TARA NEWS - March, 1998 Page 10
ALL THE NEWS THAT'S FIT TO PRINT
...AND HAM RADIO TOO
Tnx: ARRL Letter
|Ham radio got some highly
visible ink March 5 in one of the nation's most prestigious newspapers--the New York
Times. The article, "Ham Radio, Version 2.0, for the Silicon Era," by John
Verity, appears in The Times' new "Circuits" section, on page G9. Among
those prominently mentioned in the article was AMSAT-NA Executive Vice President Keith
Baker, KB1SF, who's also pictured in his shack. Baker says photographer Chris Kasson
showed up at his Xenia, Ohio, home a few weeks ago and spent several hours snapping
pictures of his gear, his shack, his antennas, and him. Also quoted was ARRL Advertising
Manager Brad Thomas, KC1EX. ARRL Media Relations Manager Jennifer Gagne, N1TDY, worked
with Verity in developing the article.
Verity's premise: "A new, digitally hip generation is sweeping into ham radio and virtually reinventing it from the inside out." He talks about how much of the hobby has become computer-oriented, reliant as much on "microchips and software" and links to the Internet as on the more traditional hardware associated with hams. The article focuses on some of the more futuristic types of amateur activities such as satellites, although the pending Phase 3D is not mentioned. The article included both the ARRL and AMSAT Web sites. Also mentioned were moonbounce, ATV, and SSTV. Even the Heathkit Virtual Museum (http://www.cyberventure.com/heath.html) got a plug.
Baker says the article was great publicity for Amateur Radio and for AMSAT. "Mr. Verity and I spent a few hours on the telephone talking about the continuing magic of Amateur Radio and what AMSAT has done to spark new ways of telecommunication over the years," he said. Baker said Verity "was quite impressed with the ease with which we regularly communicate through our fleet of AMSAT satellites," and especially that hams can hit some satellites using an H-T. "If it sparks enough interest in just one youngster to become a ham, then it was well worth the effort!"
Hams may raise their eyebrows when they come to the part where Verity cites 4000 W as "the legal maximum" for amateurs.

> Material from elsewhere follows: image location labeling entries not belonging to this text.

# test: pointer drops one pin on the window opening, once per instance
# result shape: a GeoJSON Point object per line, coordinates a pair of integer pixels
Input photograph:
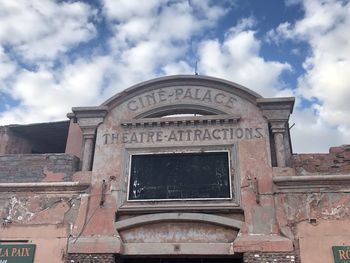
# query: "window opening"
{"type": "Point", "coordinates": [199, 175]}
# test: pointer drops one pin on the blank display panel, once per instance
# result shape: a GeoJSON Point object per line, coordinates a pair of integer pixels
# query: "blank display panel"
{"type": "Point", "coordinates": [179, 176]}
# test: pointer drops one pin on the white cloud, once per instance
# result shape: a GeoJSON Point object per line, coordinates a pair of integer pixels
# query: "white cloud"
{"type": "Point", "coordinates": [325, 27]}
{"type": "Point", "coordinates": [149, 37]}
{"type": "Point", "coordinates": [7, 67]}
{"type": "Point", "coordinates": [311, 134]}
{"type": "Point", "coordinates": [44, 29]}
{"type": "Point", "coordinates": [238, 59]}
{"type": "Point", "coordinates": [44, 98]}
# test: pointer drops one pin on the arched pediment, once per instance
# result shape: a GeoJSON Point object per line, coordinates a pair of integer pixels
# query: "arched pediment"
{"type": "Point", "coordinates": [182, 94]}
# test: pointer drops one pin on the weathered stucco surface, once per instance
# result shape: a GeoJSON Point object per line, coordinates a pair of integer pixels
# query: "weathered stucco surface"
{"type": "Point", "coordinates": [273, 210]}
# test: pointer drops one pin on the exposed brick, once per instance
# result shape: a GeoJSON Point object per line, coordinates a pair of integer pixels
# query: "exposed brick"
{"type": "Point", "coordinates": [34, 167]}
{"type": "Point", "coordinates": [90, 258]}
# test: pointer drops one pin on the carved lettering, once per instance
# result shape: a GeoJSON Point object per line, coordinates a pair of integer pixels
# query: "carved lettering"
{"type": "Point", "coordinates": [184, 135]}
{"type": "Point", "coordinates": [180, 93]}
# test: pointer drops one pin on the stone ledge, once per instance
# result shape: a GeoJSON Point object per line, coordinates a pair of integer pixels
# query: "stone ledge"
{"type": "Point", "coordinates": [134, 249]}
{"type": "Point", "coordinates": [166, 217]}
{"type": "Point", "coordinates": [104, 244]}
{"type": "Point", "coordinates": [141, 209]}
{"type": "Point", "coordinates": [44, 187]}
{"type": "Point", "coordinates": [181, 121]}
{"type": "Point", "coordinates": [311, 183]}
{"type": "Point", "coordinates": [263, 243]}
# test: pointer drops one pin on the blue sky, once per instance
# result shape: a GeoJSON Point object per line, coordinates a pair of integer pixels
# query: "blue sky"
{"type": "Point", "coordinates": [58, 54]}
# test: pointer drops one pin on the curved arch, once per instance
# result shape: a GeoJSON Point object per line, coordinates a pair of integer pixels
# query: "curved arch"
{"type": "Point", "coordinates": [180, 217]}
{"type": "Point", "coordinates": [182, 80]}
{"type": "Point", "coordinates": [179, 109]}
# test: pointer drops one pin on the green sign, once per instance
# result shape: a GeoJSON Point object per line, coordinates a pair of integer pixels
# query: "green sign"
{"type": "Point", "coordinates": [341, 254]}
{"type": "Point", "coordinates": [17, 253]}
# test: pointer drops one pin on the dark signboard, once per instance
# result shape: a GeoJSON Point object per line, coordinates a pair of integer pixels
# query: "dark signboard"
{"type": "Point", "coordinates": [341, 254]}
{"type": "Point", "coordinates": [23, 253]}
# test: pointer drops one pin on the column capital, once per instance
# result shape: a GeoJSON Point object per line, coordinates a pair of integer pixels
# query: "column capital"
{"type": "Point", "coordinates": [276, 109]}
{"type": "Point", "coordinates": [278, 126]}
{"type": "Point", "coordinates": [89, 118]}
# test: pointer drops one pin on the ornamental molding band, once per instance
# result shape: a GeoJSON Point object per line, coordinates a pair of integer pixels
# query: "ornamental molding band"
{"type": "Point", "coordinates": [173, 169]}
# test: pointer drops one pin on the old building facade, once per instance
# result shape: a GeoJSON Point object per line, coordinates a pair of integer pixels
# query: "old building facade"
{"type": "Point", "coordinates": [176, 169]}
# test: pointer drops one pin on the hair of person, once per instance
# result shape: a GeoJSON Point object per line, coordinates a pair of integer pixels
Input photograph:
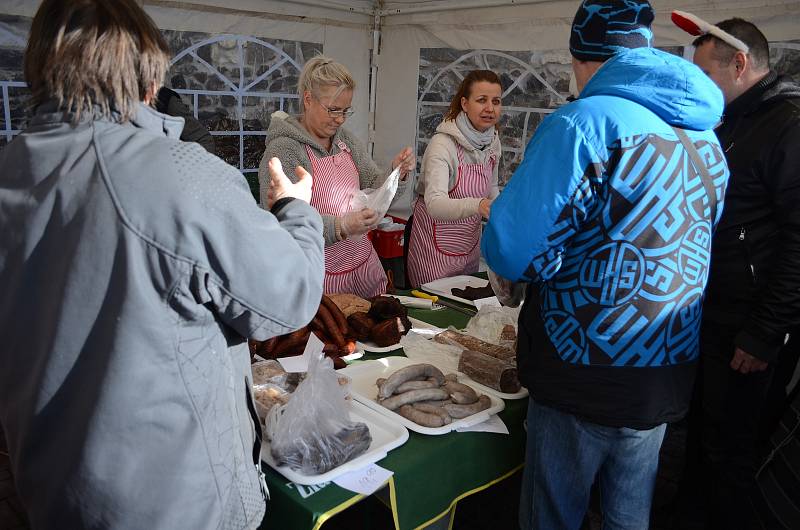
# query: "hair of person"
{"type": "Point", "coordinates": [465, 87]}
{"type": "Point", "coordinates": [94, 56]}
{"type": "Point", "coordinates": [746, 32]}
{"type": "Point", "coordinates": [322, 71]}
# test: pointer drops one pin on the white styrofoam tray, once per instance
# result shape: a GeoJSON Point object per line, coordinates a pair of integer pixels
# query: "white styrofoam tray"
{"type": "Point", "coordinates": [443, 286]}
{"type": "Point", "coordinates": [386, 435]}
{"type": "Point", "coordinates": [415, 324]}
{"type": "Point", "coordinates": [362, 387]}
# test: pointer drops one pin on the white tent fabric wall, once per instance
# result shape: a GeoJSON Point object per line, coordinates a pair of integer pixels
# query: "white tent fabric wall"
{"type": "Point", "coordinates": [344, 28]}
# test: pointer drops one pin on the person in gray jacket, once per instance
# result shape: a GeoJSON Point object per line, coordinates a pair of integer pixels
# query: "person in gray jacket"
{"type": "Point", "coordinates": [133, 266]}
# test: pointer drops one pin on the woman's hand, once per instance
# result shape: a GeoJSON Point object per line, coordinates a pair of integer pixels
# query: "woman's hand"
{"type": "Point", "coordinates": [484, 207]}
{"type": "Point", "coordinates": [405, 160]}
{"type": "Point", "coordinates": [281, 186]}
{"type": "Point", "coordinates": [358, 223]}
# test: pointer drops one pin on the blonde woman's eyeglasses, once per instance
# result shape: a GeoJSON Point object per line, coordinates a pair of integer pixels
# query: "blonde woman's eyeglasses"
{"type": "Point", "coordinates": [336, 113]}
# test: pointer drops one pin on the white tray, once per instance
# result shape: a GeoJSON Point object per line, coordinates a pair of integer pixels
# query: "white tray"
{"type": "Point", "coordinates": [363, 389]}
{"type": "Point", "coordinates": [386, 435]}
{"type": "Point", "coordinates": [443, 286]}
{"type": "Point", "coordinates": [415, 324]}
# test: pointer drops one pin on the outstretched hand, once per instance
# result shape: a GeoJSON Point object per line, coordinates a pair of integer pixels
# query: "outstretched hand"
{"type": "Point", "coordinates": [281, 186]}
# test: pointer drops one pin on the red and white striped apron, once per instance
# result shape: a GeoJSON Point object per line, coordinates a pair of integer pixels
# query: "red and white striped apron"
{"type": "Point", "coordinates": [351, 265]}
{"type": "Point", "coordinates": [438, 249]}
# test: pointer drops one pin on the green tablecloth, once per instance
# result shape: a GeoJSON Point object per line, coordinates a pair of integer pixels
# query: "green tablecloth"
{"type": "Point", "coordinates": [431, 473]}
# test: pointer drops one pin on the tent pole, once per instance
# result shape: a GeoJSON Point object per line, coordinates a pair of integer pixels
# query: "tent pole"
{"type": "Point", "coordinates": [373, 79]}
{"type": "Point", "coordinates": [465, 4]}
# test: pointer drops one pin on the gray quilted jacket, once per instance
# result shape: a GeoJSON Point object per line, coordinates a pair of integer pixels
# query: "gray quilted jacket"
{"type": "Point", "coordinates": [132, 266]}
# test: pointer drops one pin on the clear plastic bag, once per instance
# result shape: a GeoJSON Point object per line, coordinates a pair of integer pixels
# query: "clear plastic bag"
{"type": "Point", "coordinates": [379, 200]}
{"type": "Point", "coordinates": [313, 433]}
{"type": "Point", "coordinates": [422, 349]}
{"type": "Point", "coordinates": [510, 294]}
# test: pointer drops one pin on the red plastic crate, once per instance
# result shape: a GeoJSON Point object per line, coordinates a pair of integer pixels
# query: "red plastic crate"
{"type": "Point", "coordinates": [389, 243]}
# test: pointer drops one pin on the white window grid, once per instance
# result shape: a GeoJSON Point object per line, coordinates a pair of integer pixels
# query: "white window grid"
{"type": "Point", "coordinates": [237, 87]}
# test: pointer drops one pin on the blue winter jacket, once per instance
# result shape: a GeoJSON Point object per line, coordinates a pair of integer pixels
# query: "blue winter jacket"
{"type": "Point", "coordinates": [608, 216]}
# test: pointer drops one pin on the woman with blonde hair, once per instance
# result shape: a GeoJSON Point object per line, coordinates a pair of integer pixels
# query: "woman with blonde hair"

Even though "it says so in the newspaper," the legal limit remains 1500 W PEP.
Seeing the article sparked renewed interest for at least one inactive ham. Leonard Spear, WA1LBC, of West Palm Beach, Florida, and Branford, Connecticut, called HQ to say he's now excited about getting back into ham radio, and especially finding out more about satellites and packet radio.
Those who can't get a hard copy of The New York Times can view the article at http://www.nytimes.com/library/tech/98/03/circuits/articles/05ham-radio.html.
For those of you who http:/www.timewave.comhave purchased an AEA DSP-232, and are less than enthralled with owning one of these paperweights, here is the latest from Timewave.
It sounds as if they are doing the best that can be done, and are going to ensure that the unit is a solid deliverable.
The DSP-232 was on "Engineering Hold" at Timewave. Specifically, this means the DSP-232 was undergoing extensive firmware revisions to improve its operation and performance to Timewave standards. After analyzing the existing firmware, Timewave engineering determined it was necessary to make a major revision, rather than just patch a few bugs. This is a big project. The original source code is over 4 inches thick.
The revised DSP-232 (and upgrade eproms for existing DSP-232s) will not be shipped until the revision is complete and thoroughly tested. The DSP-232 has new product status at Timewave. It is Timewave's policy not to announce the shipping date of new products until they are released for production.
The DSP-232 project is a high priority project at Timewave. The hardware platform (Motorola 68340 and Analog Devices 2105) is sound. The DSP-232 will be an excellent modem when the firmware is complete.